PROXY protocol is usually used with redirect to redirect traffic to Nginx or other backend services that have the PROXY protocol enabled. If the backend service does not support PROXY protocol, the connection will be disconnected.

The value of proxyProtocol is the PROXY protocol version number. Options are 1 or 2. If not specified, it defaults to 0 (disabled).

finalRules: [FinalRuleObject]

Matches Freedom final outbound rules in order, and allows or blocks connection targets.

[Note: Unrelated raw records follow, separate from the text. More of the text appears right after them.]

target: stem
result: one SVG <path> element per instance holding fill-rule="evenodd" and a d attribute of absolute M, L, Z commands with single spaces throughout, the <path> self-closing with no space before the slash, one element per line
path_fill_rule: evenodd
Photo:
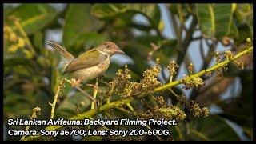
<path fill-rule="evenodd" d="M 206 137 L 204 134 L 202 134 L 202 133 L 200 133 L 199 131 L 198 131 L 196 130 L 191 129 L 190 130 L 190 133 L 194 134 L 194 135 L 197 135 L 202 140 L 204 140 L 204 141 L 209 141 L 210 140 L 207 137 Z"/>
<path fill-rule="evenodd" d="M 230 59 L 227 59 L 222 62 L 220 62 L 220 63 L 218 63 L 216 65 L 214 65 L 214 66 L 207 69 L 207 70 L 202 70 L 200 71 L 199 73 L 196 74 L 193 74 L 190 77 L 187 78 L 187 79 L 192 79 L 195 77 L 200 77 L 203 74 L 205 74 L 207 72 L 210 72 L 210 71 L 213 71 L 219 67 L 222 67 L 223 66 L 230 63 L 230 62 L 235 60 L 235 59 L 238 59 L 238 58 L 240 58 L 241 56 L 244 55 L 244 54 L 246 54 L 248 53 L 251 53 L 253 51 L 253 46 L 250 46 L 250 48 L 245 50 L 244 51 L 242 52 L 240 52 L 238 53 L 237 55 L 235 55 L 233 58 L 233 60 L 230 60 Z M 160 90 L 166 90 L 166 89 L 168 89 L 169 87 L 172 87 L 174 86 L 176 86 L 176 85 L 178 85 L 178 84 L 181 84 L 181 80 L 178 80 L 178 81 L 174 81 L 174 82 L 170 82 L 170 83 L 167 83 L 166 85 L 163 85 L 162 86 L 159 86 L 156 89 L 154 89 L 154 92 L 158 92 L 158 91 L 160 91 Z"/>
<path fill-rule="evenodd" d="M 227 60 L 226 60 L 226 61 L 224 61 L 222 62 L 220 62 L 220 63 L 218 63 L 218 64 L 214 65 L 211 68 L 209 68 L 207 70 L 202 70 L 202 71 L 201 71 L 201 72 L 199 72 L 199 73 L 198 73 L 196 74 L 191 75 L 191 76 L 190 76 L 190 77 L 188 77 L 186 78 L 187 79 L 191 79 L 191 78 L 194 78 L 195 77 L 200 77 L 200 76 L 205 74 L 207 72 L 210 72 L 210 71 L 213 71 L 213 70 L 218 69 L 218 67 L 222 67 L 222 66 L 225 66 L 226 64 L 227 64 L 229 62 L 231 62 L 232 61 L 234 61 L 235 59 L 238 59 L 238 58 L 242 57 L 242 55 L 245 55 L 246 54 L 251 53 L 252 51 L 253 51 L 253 46 L 250 46 L 248 49 L 245 50 L 244 51 L 242 51 L 242 52 L 238 53 L 237 55 L 235 55 L 233 58 L 233 60 L 227 59 Z M 174 86 L 181 84 L 181 82 L 182 82 L 182 80 L 178 80 L 178 81 L 174 81 L 174 82 L 167 83 L 166 85 L 163 85 L 162 86 L 155 88 L 153 90 L 153 92 L 149 92 L 146 94 L 139 95 L 139 96 L 138 96 L 138 98 L 143 98 L 143 97 L 146 97 L 147 95 L 150 95 L 150 94 L 152 94 L 152 93 L 155 93 L 155 92 L 158 92 L 160 90 L 169 89 L 169 88 L 170 88 L 170 87 L 172 87 Z M 70 118 L 70 120 L 82 120 L 82 119 L 88 118 L 90 118 L 90 117 L 91 117 L 93 115 L 95 115 L 97 114 L 102 113 L 103 111 L 106 111 L 106 110 L 110 110 L 110 109 L 113 109 L 113 108 L 120 107 L 121 106 L 126 105 L 127 103 L 129 103 L 129 102 L 135 100 L 135 99 L 136 99 L 135 98 L 132 97 L 132 98 L 130 98 L 122 99 L 122 100 L 116 101 L 116 102 L 110 102 L 110 103 L 105 104 L 103 106 L 101 106 L 97 110 L 96 109 L 91 109 L 91 110 L 88 110 L 86 112 L 84 112 L 82 114 L 74 115 L 74 116 L 71 117 Z M 57 130 L 57 129 L 62 128 L 63 126 L 49 126 L 46 127 L 46 130 Z M 40 135 L 38 135 L 38 136 L 29 136 L 29 137 L 26 137 L 26 138 L 24 138 L 23 140 L 33 140 L 33 139 L 35 139 L 35 138 L 40 138 L 40 137 L 42 137 L 42 136 L 40 136 Z"/>
<path fill-rule="evenodd" d="M 97 93 L 98 93 L 98 77 L 96 78 L 96 82 L 94 85 L 94 98 L 96 99 L 97 97 Z M 94 109 L 95 106 L 95 102 L 91 102 L 91 106 L 90 106 L 90 109 Z"/>
<path fill-rule="evenodd" d="M 26 126 L 25 128 L 25 131 L 28 130 L 30 129 L 30 125 Z M 20 140 L 21 141 L 23 140 L 25 138 L 25 137 L 26 137 L 26 135 L 23 135 Z"/>
<path fill-rule="evenodd" d="M 56 103 L 57 103 L 57 100 L 58 100 L 58 94 L 59 94 L 60 90 L 61 90 L 61 86 L 58 85 L 57 87 L 56 94 L 54 95 L 54 102 L 52 104 L 50 104 L 50 106 L 51 106 L 50 118 L 52 118 L 52 119 L 54 119 L 54 117 L 55 106 L 56 106 Z"/>
<path fill-rule="evenodd" d="M 19 30 L 19 32 L 21 33 L 21 34 L 22 35 L 22 37 L 24 38 L 25 42 L 28 45 L 29 48 L 30 49 L 31 54 L 34 56 L 36 54 L 36 52 L 34 51 L 33 45 L 31 44 L 30 39 L 28 38 L 28 36 L 27 36 L 26 33 L 25 32 L 25 30 L 23 30 L 22 26 L 21 26 L 21 24 L 20 24 L 20 22 L 18 21 L 16 21 L 14 22 L 14 24 L 17 26 L 17 28 Z"/>

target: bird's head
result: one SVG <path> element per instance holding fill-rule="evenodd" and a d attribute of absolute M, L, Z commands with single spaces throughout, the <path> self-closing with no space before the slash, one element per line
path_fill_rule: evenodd
<path fill-rule="evenodd" d="M 105 42 L 96 48 L 96 50 L 106 53 L 110 56 L 116 53 L 122 53 L 124 54 L 122 50 L 120 50 L 120 48 L 112 42 Z"/>

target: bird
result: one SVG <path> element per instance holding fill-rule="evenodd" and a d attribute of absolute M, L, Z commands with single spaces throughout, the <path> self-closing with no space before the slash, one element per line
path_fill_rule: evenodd
<path fill-rule="evenodd" d="M 53 40 L 47 44 L 62 57 L 63 74 L 70 74 L 79 82 L 86 82 L 104 74 L 110 63 L 110 58 L 117 53 L 125 54 L 113 42 L 104 42 L 101 45 L 74 58 L 65 47 Z"/>
<path fill-rule="evenodd" d="M 107 41 L 74 58 L 65 47 L 54 41 L 49 40 L 46 43 L 62 56 L 63 74 L 70 74 L 72 78 L 76 80 L 74 87 L 88 96 L 97 105 L 95 98 L 82 90 L 79 87 L 79 84 L 103 74 L 110 64 L 111 56 L 117 53 L 125 53 L 117 44 Z"/>

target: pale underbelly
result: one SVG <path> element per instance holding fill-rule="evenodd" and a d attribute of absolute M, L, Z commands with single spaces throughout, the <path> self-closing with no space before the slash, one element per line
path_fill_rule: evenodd
<path fill-rule="evenodd" d="M 90 79 L 94 79 L 99 75 L 102 74 L 109 67 L 110 62 L 106 62 L 104 64 L 101 64 L 97 66 L 92 66 L 86 69 L 82 69 L 71 73 L 72 78 L 82 82 L 88 81 Z"/>

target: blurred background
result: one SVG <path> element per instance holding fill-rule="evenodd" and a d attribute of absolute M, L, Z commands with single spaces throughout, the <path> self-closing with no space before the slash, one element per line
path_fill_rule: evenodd
<path fill-rule="evenodd" d="M 20 138 L 7 136 L 6 130 L 25 129 L 7 126 L 8 118 L 29 119 L 37 106 L 42 109 L 38 118 L 50 118 L 48 102 L 57 78 L 66 76 L 58 67 L 59 55 L 47 47 L 47 40 L 59 42 L 75 56 L 113 41 L 126 55 L 112 58 L 106 78 L 128 65 L 133 80 L 139 81 L 143 71 L 160 58 L 162 70 L 158 78 L 166 83 L 170 60 L 180 65 L 177 80 L 188 74 L 190 62 L 197 73 L 215 64 L 215 52 L 237 54 L 248 47 L 252 18 L 251 4 L 4 4 L 4 139 Z M 158 49 L 154 50 L 152 43 Z M 204 78 L 206 84 L 198 90 L 176 86 L 187 99 L 210 109 L 208 118 L 190 122 L 208 139 L 252 139 L 252 55 L 242 59 L 244 70 L 231 64 L 222 77 Z M 168 104 L 177 102 L 171 93 L 164 96 Z M 80 102 L 85 106 L 79 107 L 79 113 L 86 111 L 86 98 L 67 86 L 56 118 L 75 115 Z M 202 138 L 191 134 L 189 139 Z"/>

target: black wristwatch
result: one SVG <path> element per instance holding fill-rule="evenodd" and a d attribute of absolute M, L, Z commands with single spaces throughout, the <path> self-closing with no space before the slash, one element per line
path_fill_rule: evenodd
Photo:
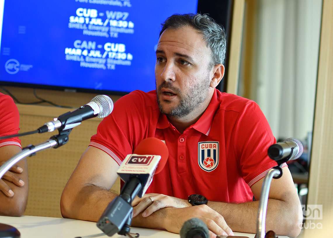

Compared with blocking in routing, finalRules applies at Freedom's final outbound stage: matching happens after the final IP is resolved and before dialing; in addition, UDP is also matched packet by packet during send and receive, making it stricter and more thorough. Each rule match takes about 50-150 ns.

Note: whenever Freedom needs to apply finalRules, if domainStrategy is AsIs and the target is a domain, Freedom still resolves the target to an IP through the operating system DNS before matching rules. At that point the target is no longer a domain, so the later sockopt.domainStrategy and its happyEyeballs no longer take effect.

WARNING

There is a default fallback safety policy for server-side and reverse-proxy scenarios:

If no explicit rule matches, the built-in fallback rule is used: traffic from the VLESS reverse proxy blocks all targets by default; traffic from VLESS, VMess, Trojan, Shadowsocks, Hysteria, or WireGuard inbounds blocks private and reserved IP ranges by default; other traffic is fully allowed by default.

If the server needs to allow clients to access some internal services, explicitly configure allow rules and limit them to the necessary network, ip, and port whenever possible.

If the server also needs features that rely on passing the domain to sockopt (such as sockopt.domainStrategy or happyEyeballs), it cannot continue relying on this default safety policy. You can configure the first rule as an allow rule without any matching conditions to restore the previous behavior; this is also equivalent to disabling this default safety policy, so evaluate the security impact yourself.

FinalRuleObject

{
  "action": "block",
  "network": "tcp,udp",
  "port": "53,443",
  "ip": ["10.0.0.0/8", "2001:db8::/32"],
  "blockDelay": "30-90"
}

All matching conditions in a rule are combined with AND logic. If a condition is omitted, that condition is not restricted.

action: "allow" | "block"

Defines the action to take when the rule matches.

• allow: Allows the target.
• block: Blocks the target.

network: "tcp" | "udp" | "tcp,udp"

Matches the network type. The rule takes effect when the connection method matches. It can also be written as a string array, such as ["tcp", "udp"]. If omitted, all networks are matched.

port: number | string

Target port range. The syntax is the same as port in routing rules. If omitted, all ports are matched.

ip: [string]

An array where each item represents an IP range. The rule takes effect when an item matches the target IP. The syntax is the same as ip in routing rules. If omitted, all IPs are matched.

blockDelay: string

Sets how long the blackhole state lasts after a blocking rule matches.

When a rule's action is block and the target matches, Freedom puts the connection into a blackhole state and closes it after this duration expires. The unit is seconds. It can be written as a fixed value or a range, for example 30 or 30-90. If omitted, it defaults to 30-90, which means a random value within that range.